From an actuarial perspective, the ACA marketplace plans have attracted a higher number of high-benefit cost members.

A possible remedy to this population is the reintroduction and expansion of high-risk pools, which have served as a means for taking individuals out of the general risk pool and could therefore help stabilize or even lower rates for the lower-risk market. 

In an earlier report the AAA reiterated the need for outside funding to supplement the costs of high-risk pools to mitigate premium increases across the enrollment pool in general.

“In 2011, 226,000 individuals were enrolled in state high-risk pools at a total cost of $2.6 billion. The guaranteed availability of individual market coverage at standard rates under the ACA beginning in 2014 reduced the need for state high-risk pools. As of November 2016, most state high-risk pools were either closed entirely or were not enrolling new participants.”

Another key program that requires outside funding is cost-sharing reduction (CSR) reimbursements.

With the future of CSRs tied up in a court and in federal budget negotiations, the result has made the job of actuaries nearly impossible.  “For actuaries to assess premium requirements, they urgently need to know whether those reimbursements will be funded,” the report states.
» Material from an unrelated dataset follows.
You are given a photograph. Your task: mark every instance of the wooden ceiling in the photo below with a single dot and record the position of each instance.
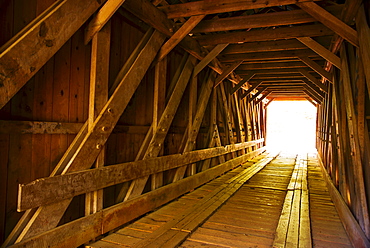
(275, 48)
The organization also called for more stringent enforcement of the individual responsibility penalty (or mandate), which was intended to encourage healthy individuals to enroll. 

The report sites weak enforcement, and low-cost penalties, has left it an ineffective incentive. “Strengthening the mandate, through higher financial penalties or stricter enforcement, could increase its effectiveness,” the report suggested.

Similar proposed penalties for individuals with gaps in coverage are also seen as having adverse effects on the general risk pool, and stabilization in general. 

The organization maintains that if the penalties are too low it lacks the incentive to attract healthy members. Conversely, if the penalties are too high, it would attract more high-need enrollees willing to pay the fine for coverage.

The AAA recommendations also refuted proposals to allow sales of insurance across state lines or expand consumer access to purchase plans through association health plans (AHPs), warning that both actions could result in a fragmentation and destabilization of markets. This was at the greatest risk of happening when individual state coverage requirements would vary. Included in this were the sale of non-ACA compliant health plans.